Insider Trading Fraud Detection
An senior management professional at a top investment bank was proved guilty of insider trading, who was accused of using non public confidential information about a client's major acquisition plans to trade in the stock market and make significant profits trading in options. The Securities and Exchange commission brought civil charges against him in parellel to criminal charges.
This case resulted in significant reputational damage to the firm as it exposed the absence of robust compliance and monitoring systems to prevent insider trading.
How to detect insider trading fraud ?
Firstly, we need to have an accurate extract of the dataset that contains the trader Name, trading volume, date, scrip and price information. When we leverage data visualisation tool like Power BI to plot data of trading volume with time to understand trends and know any spikes of volume that can be potentially suspicious.
Nextly, we will need to recognise the dates where there are abnormal volumes traded by traders and check whether they coincide with any earnings release or significant announcements at the firm.

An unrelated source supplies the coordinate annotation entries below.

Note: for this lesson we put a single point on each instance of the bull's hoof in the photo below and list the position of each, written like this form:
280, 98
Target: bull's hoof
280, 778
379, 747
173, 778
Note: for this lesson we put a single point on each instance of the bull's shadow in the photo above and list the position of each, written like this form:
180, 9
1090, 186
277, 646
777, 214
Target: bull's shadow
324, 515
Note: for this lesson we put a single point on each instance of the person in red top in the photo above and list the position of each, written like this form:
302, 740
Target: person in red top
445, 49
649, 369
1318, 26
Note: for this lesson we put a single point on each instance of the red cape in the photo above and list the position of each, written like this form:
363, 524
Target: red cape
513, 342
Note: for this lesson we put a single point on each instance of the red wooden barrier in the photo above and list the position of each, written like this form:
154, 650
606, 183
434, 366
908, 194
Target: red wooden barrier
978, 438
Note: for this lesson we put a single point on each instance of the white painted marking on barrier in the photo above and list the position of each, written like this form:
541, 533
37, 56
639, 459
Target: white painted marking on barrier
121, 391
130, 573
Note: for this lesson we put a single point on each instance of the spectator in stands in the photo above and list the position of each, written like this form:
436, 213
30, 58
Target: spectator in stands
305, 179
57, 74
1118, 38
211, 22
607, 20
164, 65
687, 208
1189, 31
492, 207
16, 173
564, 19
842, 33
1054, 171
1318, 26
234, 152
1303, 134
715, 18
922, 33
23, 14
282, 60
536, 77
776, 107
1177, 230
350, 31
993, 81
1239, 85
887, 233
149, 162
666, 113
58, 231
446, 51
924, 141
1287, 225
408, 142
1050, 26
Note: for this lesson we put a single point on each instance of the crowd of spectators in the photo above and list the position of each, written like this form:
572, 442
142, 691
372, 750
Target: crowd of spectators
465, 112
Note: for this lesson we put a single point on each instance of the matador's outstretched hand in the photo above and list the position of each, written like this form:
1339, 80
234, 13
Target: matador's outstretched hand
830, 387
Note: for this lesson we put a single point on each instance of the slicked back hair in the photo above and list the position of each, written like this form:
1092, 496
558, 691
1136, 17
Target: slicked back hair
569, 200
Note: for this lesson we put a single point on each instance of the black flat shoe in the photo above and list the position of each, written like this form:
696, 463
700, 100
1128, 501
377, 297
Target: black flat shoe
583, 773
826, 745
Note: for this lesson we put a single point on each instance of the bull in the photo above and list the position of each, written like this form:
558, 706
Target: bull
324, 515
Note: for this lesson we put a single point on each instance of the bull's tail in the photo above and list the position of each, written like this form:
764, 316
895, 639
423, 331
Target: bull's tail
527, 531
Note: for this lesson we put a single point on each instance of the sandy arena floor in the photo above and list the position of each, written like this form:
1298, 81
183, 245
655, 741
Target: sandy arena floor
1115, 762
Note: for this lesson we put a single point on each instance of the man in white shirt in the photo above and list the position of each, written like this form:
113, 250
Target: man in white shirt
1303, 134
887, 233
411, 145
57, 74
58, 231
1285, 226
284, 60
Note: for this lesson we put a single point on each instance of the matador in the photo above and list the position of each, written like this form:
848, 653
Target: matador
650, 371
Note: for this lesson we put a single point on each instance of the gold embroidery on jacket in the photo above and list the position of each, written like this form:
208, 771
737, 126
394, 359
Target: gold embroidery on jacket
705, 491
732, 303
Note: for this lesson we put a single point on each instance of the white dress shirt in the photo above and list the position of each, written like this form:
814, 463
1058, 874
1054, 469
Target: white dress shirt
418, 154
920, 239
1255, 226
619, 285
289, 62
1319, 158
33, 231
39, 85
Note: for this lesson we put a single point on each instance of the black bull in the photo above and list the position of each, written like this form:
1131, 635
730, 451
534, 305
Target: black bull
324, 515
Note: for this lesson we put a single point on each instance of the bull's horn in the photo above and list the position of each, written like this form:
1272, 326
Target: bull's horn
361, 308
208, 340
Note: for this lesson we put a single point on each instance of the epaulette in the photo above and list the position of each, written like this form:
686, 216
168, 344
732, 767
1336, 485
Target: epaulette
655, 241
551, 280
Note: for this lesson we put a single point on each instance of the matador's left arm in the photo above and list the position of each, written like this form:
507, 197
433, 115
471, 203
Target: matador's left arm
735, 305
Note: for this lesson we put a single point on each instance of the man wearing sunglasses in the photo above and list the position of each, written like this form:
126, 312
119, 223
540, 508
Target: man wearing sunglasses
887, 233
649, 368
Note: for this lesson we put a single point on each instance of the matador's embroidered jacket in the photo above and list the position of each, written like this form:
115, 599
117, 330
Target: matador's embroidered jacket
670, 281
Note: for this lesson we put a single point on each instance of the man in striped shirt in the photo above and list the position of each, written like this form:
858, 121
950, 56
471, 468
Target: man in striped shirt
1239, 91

If there are patterns of traders who have managed to puchase high volume of shares before any such event dates, that can be a significant indicator of fraud happening.
Challenges to overcome...
Globalisation of the securities market has made it increasingly difficult to monitor and control insider trading. Therefore, regulators must collaborate internationally to identify and prevent insider trading.
The growing influence of social media also pose challenges as it has made it easier for people to have access to sensitive information that may otherwise be categorised as confidential.
The emergence of new financial tools like exchange traded funds (ETFs), cryptocurrencies and growth of derivative market instruments has made it even difficult to spot illegal trading activity and managing the dangers posed by these instruments is a significant challenge faced by the regulators.
Role of Technology?
With the use of technology, advanced investigative methods can be deployed to enhance insider trading surveillance, timely detection and investigation.
Securities and Exchange Commission has began to enforce insider trading related laws that has helped companies establish an effective system for internal controls to prevent insider trading.
The cutting edge algorithms and Artificial Intelligence powered surveillance mechanisms has enabled faster evaluation of massive volumes of trading data that gets generated every minute. These systems can spot probable instances of market manipulation, insider trading and other illegal market activities.
The retail market participants can have a level playing field and regulators can ensure fair and transparent trading activity in the market by leveraging the potential of Generative AI and machine learning algorithms, thereby ensuring efficient and real-time market surveillance.